On 08/03/2011 06:29 AM, Robert Haas wrote:
>> b. the Merge Join cost estimator did a poor job with the data it was given:
>>
>> In function eqjoinsel_inner there are two cases (1) ANALYZE data is
>> available for both sides of the join and (2) ANALYZE data is missing for one
>> or both sides. Due to the GROUP BY processing described above, ANALYZE data
>> was available for "t" but not for "SELECT * FROM t GROUP BY ...".
>>
>> The logic in that case is "use the column with the most distinct values" to
>> estimate selectivity. The default number of distinct values for a column
>> with no data (DEFAULT_NUM_DISTINCT) is 200. In my join the number of values
>> was:
>>
>> col in GROUP BY in table t
>> j 200 1
>> k 200 1
>> x 200 10
>> y 200 1000
>> z 200 30
>>
>> In 4 of the 5 columns the default value had more distinct values, and the
>> combined selectivity (chance that two arbitrary rows would have a join
>> match) was (1/200)^4 * 1/1000. Very small. The error is, IMO, that the code
>> does not distinguish known numbers from default numbers. A comment in the
>> code acknowledges this:
>
> I'm not sure I understand what you're getting at here, unless the idea
> is to make get_variable_numdistinct() somehow indicate to the caller
> whether it had to punt. That might be worth doing.

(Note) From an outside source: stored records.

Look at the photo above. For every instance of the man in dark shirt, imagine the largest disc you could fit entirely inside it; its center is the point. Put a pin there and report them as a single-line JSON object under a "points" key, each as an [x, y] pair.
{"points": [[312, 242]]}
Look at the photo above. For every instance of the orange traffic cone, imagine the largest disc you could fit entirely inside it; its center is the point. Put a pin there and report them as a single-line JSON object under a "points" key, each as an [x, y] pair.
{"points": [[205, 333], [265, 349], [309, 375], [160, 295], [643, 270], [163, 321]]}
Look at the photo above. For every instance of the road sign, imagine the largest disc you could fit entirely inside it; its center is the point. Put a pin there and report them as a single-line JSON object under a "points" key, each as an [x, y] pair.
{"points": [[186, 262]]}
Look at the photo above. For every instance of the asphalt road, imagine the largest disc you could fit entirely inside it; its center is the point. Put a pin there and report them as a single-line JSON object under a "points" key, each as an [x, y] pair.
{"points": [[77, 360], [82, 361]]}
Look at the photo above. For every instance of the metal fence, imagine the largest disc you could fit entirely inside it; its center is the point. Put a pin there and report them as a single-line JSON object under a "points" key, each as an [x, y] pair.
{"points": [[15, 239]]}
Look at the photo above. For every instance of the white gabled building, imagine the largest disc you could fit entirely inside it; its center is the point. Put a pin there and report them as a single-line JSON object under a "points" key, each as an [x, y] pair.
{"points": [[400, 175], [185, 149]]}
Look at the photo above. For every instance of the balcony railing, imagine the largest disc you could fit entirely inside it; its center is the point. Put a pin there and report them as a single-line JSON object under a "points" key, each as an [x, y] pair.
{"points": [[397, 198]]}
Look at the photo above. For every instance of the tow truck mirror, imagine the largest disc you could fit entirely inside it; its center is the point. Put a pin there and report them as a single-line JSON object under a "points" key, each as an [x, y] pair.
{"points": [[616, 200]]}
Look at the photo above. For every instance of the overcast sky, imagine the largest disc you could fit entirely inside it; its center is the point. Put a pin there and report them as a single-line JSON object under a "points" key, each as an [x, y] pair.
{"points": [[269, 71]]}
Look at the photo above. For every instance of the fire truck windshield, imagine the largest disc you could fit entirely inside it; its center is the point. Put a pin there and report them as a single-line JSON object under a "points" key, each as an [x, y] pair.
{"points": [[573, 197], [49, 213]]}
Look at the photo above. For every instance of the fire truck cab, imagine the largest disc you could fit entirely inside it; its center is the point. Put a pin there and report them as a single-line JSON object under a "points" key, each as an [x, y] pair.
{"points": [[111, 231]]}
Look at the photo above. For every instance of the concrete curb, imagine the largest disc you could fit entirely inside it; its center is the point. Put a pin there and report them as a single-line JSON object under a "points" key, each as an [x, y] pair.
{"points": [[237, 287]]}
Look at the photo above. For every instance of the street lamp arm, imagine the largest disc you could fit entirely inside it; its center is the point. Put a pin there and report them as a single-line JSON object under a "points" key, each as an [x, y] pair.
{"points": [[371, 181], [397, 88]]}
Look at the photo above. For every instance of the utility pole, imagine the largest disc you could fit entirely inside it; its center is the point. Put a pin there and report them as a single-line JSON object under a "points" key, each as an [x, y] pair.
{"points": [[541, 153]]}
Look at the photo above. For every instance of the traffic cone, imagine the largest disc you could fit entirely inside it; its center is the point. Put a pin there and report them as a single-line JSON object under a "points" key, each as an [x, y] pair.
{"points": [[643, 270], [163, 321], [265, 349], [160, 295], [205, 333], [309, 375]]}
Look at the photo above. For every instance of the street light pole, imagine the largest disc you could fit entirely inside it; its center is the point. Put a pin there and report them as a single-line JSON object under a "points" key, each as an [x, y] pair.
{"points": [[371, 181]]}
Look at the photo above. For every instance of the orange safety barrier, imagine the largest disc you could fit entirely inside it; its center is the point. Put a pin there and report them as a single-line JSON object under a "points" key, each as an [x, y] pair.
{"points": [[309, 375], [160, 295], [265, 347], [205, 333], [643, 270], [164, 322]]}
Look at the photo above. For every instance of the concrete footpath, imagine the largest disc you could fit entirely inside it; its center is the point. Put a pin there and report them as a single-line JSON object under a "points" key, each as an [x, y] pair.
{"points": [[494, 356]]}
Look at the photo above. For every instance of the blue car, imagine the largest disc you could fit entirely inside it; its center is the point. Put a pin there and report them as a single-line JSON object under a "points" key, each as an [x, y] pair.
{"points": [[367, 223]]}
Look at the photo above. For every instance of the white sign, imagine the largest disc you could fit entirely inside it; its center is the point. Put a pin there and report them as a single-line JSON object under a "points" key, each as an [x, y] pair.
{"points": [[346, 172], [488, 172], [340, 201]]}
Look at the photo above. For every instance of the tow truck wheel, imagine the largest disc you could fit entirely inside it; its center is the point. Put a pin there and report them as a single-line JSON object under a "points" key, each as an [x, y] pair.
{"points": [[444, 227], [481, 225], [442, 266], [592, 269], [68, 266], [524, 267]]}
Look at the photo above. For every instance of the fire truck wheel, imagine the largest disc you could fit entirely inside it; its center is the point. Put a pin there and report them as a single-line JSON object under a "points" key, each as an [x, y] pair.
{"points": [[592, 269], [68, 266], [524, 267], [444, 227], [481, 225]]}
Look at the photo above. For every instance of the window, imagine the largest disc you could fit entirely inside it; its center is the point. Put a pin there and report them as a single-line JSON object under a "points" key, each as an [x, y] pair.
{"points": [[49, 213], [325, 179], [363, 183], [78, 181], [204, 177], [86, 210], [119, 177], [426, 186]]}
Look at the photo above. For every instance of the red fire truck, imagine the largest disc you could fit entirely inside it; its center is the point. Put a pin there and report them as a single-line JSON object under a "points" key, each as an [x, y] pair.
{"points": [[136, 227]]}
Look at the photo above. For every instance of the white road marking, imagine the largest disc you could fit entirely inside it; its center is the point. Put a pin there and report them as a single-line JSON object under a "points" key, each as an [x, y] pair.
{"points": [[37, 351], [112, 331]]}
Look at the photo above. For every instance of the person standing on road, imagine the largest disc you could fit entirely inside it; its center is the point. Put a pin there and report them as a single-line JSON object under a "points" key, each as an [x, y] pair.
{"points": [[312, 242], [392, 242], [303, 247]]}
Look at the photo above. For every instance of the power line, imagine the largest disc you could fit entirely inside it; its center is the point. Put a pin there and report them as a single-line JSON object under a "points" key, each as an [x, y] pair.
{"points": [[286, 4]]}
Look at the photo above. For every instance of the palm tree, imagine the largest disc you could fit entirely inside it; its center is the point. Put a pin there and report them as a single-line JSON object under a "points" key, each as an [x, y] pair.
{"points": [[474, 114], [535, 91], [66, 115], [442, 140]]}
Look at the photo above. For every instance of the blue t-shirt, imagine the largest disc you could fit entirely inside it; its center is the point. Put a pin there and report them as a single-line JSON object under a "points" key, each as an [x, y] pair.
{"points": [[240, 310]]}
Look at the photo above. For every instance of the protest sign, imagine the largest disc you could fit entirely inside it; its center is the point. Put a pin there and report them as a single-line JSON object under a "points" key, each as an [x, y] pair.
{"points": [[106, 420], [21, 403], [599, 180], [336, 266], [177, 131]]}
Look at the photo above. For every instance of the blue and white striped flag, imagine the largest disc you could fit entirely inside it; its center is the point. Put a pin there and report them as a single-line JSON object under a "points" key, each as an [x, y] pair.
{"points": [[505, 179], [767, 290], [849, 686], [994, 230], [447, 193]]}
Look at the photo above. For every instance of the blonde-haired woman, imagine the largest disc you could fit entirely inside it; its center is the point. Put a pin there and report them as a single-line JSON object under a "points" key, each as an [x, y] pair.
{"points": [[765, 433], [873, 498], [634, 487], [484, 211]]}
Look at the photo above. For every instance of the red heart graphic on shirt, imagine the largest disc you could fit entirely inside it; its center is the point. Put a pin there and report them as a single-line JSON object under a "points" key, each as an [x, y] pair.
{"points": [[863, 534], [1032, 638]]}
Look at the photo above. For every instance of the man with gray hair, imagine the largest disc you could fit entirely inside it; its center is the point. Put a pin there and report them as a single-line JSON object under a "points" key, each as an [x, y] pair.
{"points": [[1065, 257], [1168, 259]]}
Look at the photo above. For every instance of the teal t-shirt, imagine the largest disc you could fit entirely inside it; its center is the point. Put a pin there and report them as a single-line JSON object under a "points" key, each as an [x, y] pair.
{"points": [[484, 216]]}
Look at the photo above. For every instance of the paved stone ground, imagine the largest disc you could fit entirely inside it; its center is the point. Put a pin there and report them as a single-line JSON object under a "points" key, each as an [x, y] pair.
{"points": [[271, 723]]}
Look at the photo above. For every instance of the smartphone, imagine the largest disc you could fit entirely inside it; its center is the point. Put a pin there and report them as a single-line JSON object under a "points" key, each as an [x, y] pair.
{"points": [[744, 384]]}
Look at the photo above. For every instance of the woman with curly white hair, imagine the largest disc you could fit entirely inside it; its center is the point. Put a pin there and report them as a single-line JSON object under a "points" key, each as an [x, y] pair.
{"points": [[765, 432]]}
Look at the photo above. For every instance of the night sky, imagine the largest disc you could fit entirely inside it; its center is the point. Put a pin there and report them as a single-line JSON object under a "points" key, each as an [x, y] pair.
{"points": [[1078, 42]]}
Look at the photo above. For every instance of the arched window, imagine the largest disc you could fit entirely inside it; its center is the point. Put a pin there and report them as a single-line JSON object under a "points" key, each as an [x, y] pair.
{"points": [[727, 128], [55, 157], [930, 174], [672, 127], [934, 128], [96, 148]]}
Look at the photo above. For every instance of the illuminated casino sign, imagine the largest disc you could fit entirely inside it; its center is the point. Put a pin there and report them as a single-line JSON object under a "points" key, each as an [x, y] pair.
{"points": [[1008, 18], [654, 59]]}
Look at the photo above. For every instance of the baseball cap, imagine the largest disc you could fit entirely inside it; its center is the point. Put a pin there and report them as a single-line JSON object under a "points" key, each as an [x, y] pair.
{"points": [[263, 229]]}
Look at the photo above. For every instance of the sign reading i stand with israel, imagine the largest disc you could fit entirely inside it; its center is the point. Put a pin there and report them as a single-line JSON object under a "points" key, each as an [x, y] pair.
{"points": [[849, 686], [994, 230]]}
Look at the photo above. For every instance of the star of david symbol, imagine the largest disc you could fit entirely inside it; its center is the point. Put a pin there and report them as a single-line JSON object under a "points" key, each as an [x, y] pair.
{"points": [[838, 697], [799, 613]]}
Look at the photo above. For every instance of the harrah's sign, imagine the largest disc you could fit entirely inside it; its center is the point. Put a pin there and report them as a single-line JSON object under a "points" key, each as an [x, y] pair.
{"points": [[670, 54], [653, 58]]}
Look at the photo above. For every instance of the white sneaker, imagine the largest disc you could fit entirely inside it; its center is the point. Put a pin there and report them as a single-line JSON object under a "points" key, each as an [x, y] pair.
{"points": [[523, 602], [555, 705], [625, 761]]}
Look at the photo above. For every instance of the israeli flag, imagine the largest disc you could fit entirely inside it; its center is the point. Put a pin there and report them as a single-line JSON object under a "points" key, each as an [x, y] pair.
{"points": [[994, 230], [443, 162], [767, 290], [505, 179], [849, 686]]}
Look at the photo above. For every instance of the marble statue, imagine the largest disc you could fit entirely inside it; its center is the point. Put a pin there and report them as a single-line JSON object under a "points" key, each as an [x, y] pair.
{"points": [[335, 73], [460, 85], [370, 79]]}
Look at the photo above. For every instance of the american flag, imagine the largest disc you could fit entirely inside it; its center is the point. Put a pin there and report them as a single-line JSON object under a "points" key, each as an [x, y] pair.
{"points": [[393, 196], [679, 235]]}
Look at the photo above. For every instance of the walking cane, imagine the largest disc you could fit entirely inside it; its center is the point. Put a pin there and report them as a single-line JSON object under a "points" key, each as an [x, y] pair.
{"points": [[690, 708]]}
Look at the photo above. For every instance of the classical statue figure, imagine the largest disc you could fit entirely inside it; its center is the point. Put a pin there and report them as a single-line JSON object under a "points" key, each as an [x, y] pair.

Yes, the first step is to make "punt" a separate indicator. The second
would be to make good use of that indicator. As it is now, with "punt"
being a possible data value, there two types of errors:
False negative (code treats DEFAULT_NUM_DISTINCT as ordinary case when
it is special):
I wanted eqjoinsel_inner() to treat "punt" specially: to use the value
from the known side of the JOIN when the other side is unknown. The
current behavior, although not ideal, is the expected use of a default
value.
False positive (code treats DEFAULT_NUM_DISTINCT as special case when it
is ordinary):
eqjoinsel_semi() and estimate_hash_bucketsize() treat
DEFAULT_NUM_DISTINCT specially. This behavior is less defensible than
false positive, since a valid numeric value is being re-used as a flag.
I suggest wrapping the value in a struct (to avoid accidental use) and
using macros for read access.
typedef struct {
double value; // negative means "unknown"
} num_distinct_t;
#define IS_NUM_DISTINCT_DEFINED(nd) ((nd).value >= 0)
#define NUM_DISTINCT_VALUE(nd) ((nd).value)
- Clem Dickey
P.S. Congratulations on displacing MySQL in Mac OS X Lion Server.